Die harte Kernkapitalquote gibt das Verhältnis von Eigenkapital zu den Risikopositionen an. Eigenkapital gilt als wichtige Stütze von Banken in schwierigen Zeiten. Viele Analysten sehen bei der Bank auch wegen immer strengerer Vorgaben der Aufsichtsbehörden weiter erhebliche Kapitallücken in den kommenden Jahren und halten deshalb eine Kapitalerhöhung für wahrscheinlich.

Verstärkt wurden diese Befürchtungen durch die drohende Milliarden-Strafe in den USA wegen krummer Hypothekengeschäfte. Angesichts des heftigen Verfalls des Börsenwerts der Bank wurde zwischenzeitlich sogar darüber spekuliert, dass das Institut Staatshilfe benötigen könnte. Diesem Eindruck war Vorstandschef John Cryan allerdings entgegengetreten.

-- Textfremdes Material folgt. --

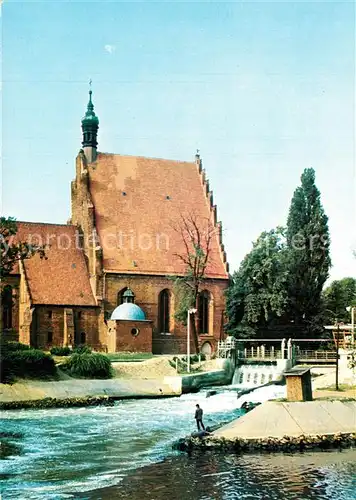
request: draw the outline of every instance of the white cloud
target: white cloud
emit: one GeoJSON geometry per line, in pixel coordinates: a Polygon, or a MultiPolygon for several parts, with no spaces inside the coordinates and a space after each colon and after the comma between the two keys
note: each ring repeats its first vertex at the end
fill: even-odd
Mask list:
{"type": "Polygon", "coordinates": [[[116,47],[115,45],[107,44],[104,46],[104,49],[106,50],[106,52],[109,52],[109,54],[113,54],[116,50],[116,47]]]}

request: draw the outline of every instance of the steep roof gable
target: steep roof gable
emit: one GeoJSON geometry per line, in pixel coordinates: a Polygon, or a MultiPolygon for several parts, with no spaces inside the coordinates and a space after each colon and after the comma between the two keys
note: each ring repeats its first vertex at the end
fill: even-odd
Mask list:
{"type": "Polygon", "coordinates": [[[228,277],[216,207],[200,162],[99,153],[88,166],[95,224],[106,271],[179,275],[186,254],[177,231],[194,214],[204,230],[215,229],[207,277],[228,277]]]}
{"type": "Polygon", "coordinates": [[[17,241],[45,245],[46,257],[24,261],[33,304],[95,306],[76,227],[33,222],[17,223],[17,241]]]}

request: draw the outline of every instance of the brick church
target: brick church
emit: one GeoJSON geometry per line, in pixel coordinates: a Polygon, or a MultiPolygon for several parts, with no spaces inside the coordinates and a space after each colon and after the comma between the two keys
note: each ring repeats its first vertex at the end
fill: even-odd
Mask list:
{"type": "MultiPolygon", "coordinates": [[[[203,352],[223,335],[228,264],[202,160],[174,161],[97,151],[92,92],[82,119],[68,224],[18,222],[18,241],[46,258],[19,262],[2,292],[2,330],[40,348],[89,344],[101,351],[186,351],[175,319],[173,277],[187,273],[194,214],[209,225],[209,255],[195,325],[203,352]],[[182,226],[183,221],[183,226],[182,226]]],[[[198,228],[199,229],[199,228],[198,228]]]]}

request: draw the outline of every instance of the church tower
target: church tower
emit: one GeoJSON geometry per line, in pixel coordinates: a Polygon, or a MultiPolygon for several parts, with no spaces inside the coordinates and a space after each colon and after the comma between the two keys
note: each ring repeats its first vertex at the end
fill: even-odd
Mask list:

Langfristig muss die Deutsche Bank ihre Puffer in jedem Fall stärken. Bis Anfang 2019 muss sie auf eine harte Kernkapitalquote von 12,25 Prozent kommen. Sie selbst hat sich einen Wert von 12,5 Prozent zum Ziel gesetzt. Bislang will das Management dies vor allem über eine stärkere Einbehaltung von Gewinnen erreichen. Ob das reicht, zweifeln einige Experten angesichts der sinkenden Einnahmen im Tagesgeschäft aber an.

Die Verschuldungsquote, die das Eigenkapital ins Verhältnis zur gesamten Bilanzsumme setzt, erhöhte sich im dritten Quartal leicht um 0,1 Prozentpunkte auf 3,5 Prozent. Diesen Wert will die Deutsche Bank bis Ende 2018 auf mindestens 4,5 Prozent bringen.